# Comparing odds ratio of sample to odds ratio of population?

How would one compare the odds ratio of a sample to that of the odds ratio of its source population? For instance:

I have child murder records/data from mortuaries for a geographical area (my "population"). Let's say I use a regression model (e.g. Poisson) with a regressor variable: race of child (black vs white), and I calculate that odds of child being black is 1.14 vs white.

Now I do the same exercise but for newspaper coverage in the same geographical area and time period, and end up with odds of black child murder being reported is 0.74.

If I theoretically subtract the crime coverage OR (0.74) from the epidemiological OR (1.14),I should get an estimate of media undereporting. But given that my two samples are dependant and non-parametric, how would I go about doing this?
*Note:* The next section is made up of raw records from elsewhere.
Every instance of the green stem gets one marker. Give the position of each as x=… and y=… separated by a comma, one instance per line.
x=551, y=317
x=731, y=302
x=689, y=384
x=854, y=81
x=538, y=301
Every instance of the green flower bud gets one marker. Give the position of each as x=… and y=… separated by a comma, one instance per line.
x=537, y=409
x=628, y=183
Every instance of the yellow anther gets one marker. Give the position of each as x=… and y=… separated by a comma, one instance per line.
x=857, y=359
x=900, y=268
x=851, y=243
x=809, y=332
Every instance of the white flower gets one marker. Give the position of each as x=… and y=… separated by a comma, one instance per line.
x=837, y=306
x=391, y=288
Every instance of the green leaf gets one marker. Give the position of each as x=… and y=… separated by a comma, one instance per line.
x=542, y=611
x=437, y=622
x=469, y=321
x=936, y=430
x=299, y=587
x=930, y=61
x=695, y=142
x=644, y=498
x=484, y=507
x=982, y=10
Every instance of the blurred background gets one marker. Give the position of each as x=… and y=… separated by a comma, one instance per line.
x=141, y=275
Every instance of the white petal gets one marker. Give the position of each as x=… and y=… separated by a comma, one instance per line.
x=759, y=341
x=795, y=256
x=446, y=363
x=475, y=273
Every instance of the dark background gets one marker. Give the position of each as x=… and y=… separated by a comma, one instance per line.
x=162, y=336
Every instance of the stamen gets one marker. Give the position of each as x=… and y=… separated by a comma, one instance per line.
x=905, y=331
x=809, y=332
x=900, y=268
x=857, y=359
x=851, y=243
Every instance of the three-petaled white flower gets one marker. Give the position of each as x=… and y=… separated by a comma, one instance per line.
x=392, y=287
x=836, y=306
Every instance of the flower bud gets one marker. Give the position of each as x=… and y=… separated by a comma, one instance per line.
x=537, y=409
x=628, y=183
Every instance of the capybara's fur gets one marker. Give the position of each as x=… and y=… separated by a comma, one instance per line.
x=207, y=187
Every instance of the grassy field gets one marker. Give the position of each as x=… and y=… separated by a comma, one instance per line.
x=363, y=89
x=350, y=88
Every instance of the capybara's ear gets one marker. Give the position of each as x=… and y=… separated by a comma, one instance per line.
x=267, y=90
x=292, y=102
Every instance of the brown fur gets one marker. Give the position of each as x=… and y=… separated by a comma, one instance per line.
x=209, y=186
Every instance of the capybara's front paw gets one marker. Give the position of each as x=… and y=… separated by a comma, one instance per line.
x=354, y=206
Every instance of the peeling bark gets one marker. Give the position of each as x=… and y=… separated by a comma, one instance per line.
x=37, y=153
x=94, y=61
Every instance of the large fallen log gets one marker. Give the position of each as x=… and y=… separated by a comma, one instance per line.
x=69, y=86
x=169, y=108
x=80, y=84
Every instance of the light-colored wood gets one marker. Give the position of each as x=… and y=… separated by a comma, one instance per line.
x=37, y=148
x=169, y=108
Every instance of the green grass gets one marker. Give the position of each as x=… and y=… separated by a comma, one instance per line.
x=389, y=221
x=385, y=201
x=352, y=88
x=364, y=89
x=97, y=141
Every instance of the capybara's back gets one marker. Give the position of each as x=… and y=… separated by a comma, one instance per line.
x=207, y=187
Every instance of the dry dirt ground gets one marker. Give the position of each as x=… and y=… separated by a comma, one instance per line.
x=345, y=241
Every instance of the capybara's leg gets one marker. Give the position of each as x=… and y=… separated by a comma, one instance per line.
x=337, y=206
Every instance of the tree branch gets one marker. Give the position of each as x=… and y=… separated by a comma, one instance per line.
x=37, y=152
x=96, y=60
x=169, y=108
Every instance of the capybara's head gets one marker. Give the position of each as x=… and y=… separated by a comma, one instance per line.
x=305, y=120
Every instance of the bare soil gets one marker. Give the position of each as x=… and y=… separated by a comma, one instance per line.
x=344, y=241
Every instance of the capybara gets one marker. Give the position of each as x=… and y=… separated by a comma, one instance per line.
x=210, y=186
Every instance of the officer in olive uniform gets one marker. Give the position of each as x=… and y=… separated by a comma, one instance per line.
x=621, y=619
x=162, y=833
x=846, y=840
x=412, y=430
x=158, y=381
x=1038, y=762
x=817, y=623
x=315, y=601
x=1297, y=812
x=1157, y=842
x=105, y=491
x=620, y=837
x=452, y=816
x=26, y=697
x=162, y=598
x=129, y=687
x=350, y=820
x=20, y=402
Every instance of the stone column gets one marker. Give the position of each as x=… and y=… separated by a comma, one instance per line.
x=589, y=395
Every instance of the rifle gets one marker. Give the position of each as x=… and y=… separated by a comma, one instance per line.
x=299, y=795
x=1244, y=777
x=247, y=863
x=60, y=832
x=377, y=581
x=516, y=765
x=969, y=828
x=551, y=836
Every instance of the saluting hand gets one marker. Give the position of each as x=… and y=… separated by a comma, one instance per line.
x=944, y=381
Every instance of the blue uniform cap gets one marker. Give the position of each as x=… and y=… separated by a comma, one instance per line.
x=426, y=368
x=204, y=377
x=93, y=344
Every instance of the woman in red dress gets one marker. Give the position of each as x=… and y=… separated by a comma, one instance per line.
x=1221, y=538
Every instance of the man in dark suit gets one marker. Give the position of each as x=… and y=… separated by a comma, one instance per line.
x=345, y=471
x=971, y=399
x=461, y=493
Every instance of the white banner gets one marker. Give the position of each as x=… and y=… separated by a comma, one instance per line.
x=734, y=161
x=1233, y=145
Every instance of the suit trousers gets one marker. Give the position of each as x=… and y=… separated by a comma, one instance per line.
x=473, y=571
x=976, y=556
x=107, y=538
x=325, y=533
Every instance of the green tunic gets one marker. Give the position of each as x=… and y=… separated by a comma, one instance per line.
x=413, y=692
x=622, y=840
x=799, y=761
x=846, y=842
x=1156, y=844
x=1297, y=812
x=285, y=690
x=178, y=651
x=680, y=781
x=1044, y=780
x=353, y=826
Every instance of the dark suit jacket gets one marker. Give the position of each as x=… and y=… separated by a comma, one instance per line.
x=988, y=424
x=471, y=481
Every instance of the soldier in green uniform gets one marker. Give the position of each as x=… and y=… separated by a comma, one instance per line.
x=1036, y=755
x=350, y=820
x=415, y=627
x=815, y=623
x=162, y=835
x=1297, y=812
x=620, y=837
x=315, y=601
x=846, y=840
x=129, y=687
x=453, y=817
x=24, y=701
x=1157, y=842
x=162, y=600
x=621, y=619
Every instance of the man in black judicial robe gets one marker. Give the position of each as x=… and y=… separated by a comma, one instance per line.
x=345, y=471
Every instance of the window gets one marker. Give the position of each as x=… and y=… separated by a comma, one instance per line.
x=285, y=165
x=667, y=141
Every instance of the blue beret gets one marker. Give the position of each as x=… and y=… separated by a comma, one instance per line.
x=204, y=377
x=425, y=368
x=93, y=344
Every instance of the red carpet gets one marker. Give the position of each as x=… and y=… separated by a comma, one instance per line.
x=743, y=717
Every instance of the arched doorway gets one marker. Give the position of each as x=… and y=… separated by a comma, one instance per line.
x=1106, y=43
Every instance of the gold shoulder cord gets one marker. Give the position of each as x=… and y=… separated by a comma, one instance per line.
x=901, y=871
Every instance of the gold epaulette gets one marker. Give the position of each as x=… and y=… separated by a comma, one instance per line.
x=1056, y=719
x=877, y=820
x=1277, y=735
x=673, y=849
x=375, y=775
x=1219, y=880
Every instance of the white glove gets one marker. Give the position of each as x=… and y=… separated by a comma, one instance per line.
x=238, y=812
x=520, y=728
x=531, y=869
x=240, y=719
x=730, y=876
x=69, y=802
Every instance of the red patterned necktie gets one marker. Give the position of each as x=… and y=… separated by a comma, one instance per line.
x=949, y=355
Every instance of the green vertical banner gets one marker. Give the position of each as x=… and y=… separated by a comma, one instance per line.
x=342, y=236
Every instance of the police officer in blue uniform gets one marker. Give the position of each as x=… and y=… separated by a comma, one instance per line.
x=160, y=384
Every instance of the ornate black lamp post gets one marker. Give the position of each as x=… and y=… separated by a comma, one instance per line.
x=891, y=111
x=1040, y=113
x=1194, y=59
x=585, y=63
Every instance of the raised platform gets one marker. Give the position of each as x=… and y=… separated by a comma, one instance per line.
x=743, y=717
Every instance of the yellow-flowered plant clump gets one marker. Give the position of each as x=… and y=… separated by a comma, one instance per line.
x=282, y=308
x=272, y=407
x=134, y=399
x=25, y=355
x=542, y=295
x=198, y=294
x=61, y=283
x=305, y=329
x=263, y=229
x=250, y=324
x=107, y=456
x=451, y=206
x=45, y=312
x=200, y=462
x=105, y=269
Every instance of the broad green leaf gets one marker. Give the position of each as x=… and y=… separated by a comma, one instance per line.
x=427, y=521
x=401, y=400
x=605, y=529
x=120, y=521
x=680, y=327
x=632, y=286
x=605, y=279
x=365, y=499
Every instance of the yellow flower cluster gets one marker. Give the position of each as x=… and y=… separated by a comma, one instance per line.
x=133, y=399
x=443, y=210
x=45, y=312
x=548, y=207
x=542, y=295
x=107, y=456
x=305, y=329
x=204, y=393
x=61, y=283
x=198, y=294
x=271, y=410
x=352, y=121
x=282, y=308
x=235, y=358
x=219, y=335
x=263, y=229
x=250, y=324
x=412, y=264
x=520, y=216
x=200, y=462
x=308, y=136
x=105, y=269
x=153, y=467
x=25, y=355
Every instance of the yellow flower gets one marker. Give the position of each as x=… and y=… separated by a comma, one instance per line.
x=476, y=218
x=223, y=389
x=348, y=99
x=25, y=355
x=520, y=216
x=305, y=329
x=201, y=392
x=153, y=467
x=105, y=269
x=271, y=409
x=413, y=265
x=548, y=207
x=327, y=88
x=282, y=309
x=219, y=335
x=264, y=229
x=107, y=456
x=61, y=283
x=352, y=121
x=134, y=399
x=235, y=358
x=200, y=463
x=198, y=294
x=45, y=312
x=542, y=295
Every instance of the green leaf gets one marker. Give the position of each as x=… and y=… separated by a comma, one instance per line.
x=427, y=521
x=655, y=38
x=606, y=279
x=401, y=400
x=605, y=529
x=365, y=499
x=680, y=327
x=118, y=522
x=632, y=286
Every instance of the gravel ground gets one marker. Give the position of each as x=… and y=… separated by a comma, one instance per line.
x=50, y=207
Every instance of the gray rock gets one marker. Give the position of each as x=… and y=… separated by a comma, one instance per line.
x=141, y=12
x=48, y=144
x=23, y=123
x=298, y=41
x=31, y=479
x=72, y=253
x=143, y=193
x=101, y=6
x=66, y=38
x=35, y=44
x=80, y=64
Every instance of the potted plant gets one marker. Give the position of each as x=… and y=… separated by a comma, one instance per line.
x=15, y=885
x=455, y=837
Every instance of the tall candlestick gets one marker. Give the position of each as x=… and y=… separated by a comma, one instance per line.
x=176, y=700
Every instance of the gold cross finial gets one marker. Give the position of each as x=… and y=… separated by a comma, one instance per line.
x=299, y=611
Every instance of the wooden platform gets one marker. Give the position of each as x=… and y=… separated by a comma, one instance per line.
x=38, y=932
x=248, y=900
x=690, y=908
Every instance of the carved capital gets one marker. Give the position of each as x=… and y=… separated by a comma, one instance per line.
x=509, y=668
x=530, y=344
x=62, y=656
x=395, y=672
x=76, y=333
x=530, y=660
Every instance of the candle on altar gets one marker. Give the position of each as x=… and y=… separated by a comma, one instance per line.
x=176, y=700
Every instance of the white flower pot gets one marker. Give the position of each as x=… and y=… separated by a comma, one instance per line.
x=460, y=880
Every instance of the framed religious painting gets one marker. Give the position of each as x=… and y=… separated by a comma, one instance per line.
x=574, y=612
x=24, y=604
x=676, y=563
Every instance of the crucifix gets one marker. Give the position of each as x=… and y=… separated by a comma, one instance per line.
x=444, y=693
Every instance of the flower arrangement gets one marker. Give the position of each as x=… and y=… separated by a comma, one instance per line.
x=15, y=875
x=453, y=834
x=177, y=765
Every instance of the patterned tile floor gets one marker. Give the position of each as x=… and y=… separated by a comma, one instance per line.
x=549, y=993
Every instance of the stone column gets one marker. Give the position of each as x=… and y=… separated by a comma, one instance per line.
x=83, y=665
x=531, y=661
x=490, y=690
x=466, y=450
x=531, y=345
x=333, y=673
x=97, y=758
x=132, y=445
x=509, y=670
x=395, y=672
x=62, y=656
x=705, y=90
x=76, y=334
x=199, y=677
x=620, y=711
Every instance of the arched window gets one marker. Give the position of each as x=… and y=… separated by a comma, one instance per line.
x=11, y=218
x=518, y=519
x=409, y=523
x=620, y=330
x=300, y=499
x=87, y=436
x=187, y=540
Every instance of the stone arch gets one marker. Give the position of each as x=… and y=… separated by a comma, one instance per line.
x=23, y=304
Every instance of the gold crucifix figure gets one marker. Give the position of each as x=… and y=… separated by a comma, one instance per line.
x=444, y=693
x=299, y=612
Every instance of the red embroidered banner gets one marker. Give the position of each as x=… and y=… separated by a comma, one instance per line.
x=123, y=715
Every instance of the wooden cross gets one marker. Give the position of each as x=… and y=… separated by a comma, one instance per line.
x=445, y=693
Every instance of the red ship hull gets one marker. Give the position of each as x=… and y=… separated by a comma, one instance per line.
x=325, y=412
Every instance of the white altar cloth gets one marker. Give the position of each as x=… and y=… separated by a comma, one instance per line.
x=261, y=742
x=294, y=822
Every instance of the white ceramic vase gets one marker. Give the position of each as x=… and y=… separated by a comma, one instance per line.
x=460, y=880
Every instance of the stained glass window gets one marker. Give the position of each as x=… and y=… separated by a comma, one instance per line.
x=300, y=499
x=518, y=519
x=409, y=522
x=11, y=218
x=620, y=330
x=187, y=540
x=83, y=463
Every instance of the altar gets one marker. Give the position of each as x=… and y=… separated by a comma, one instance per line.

• Hmmm, so should I follow Frank's or Peter's advice? @Frank would you explain a bit further as to how one would go about calculating the ratio of the odds ratio please? – The_Dude Oct 20 '14 at 22:00

1. When your 2 data sources are linked. This means for every child murder cases, you know whether it was reported or not. In this case, create a response variable $y_i$ and let $y_i =1$ if the $i$th murdered child was reported in the news and $y_i =0$ if unreported. You then use logistic regression with $y$ as response variable and race as your covariate. The odds ratio of race would be what you need.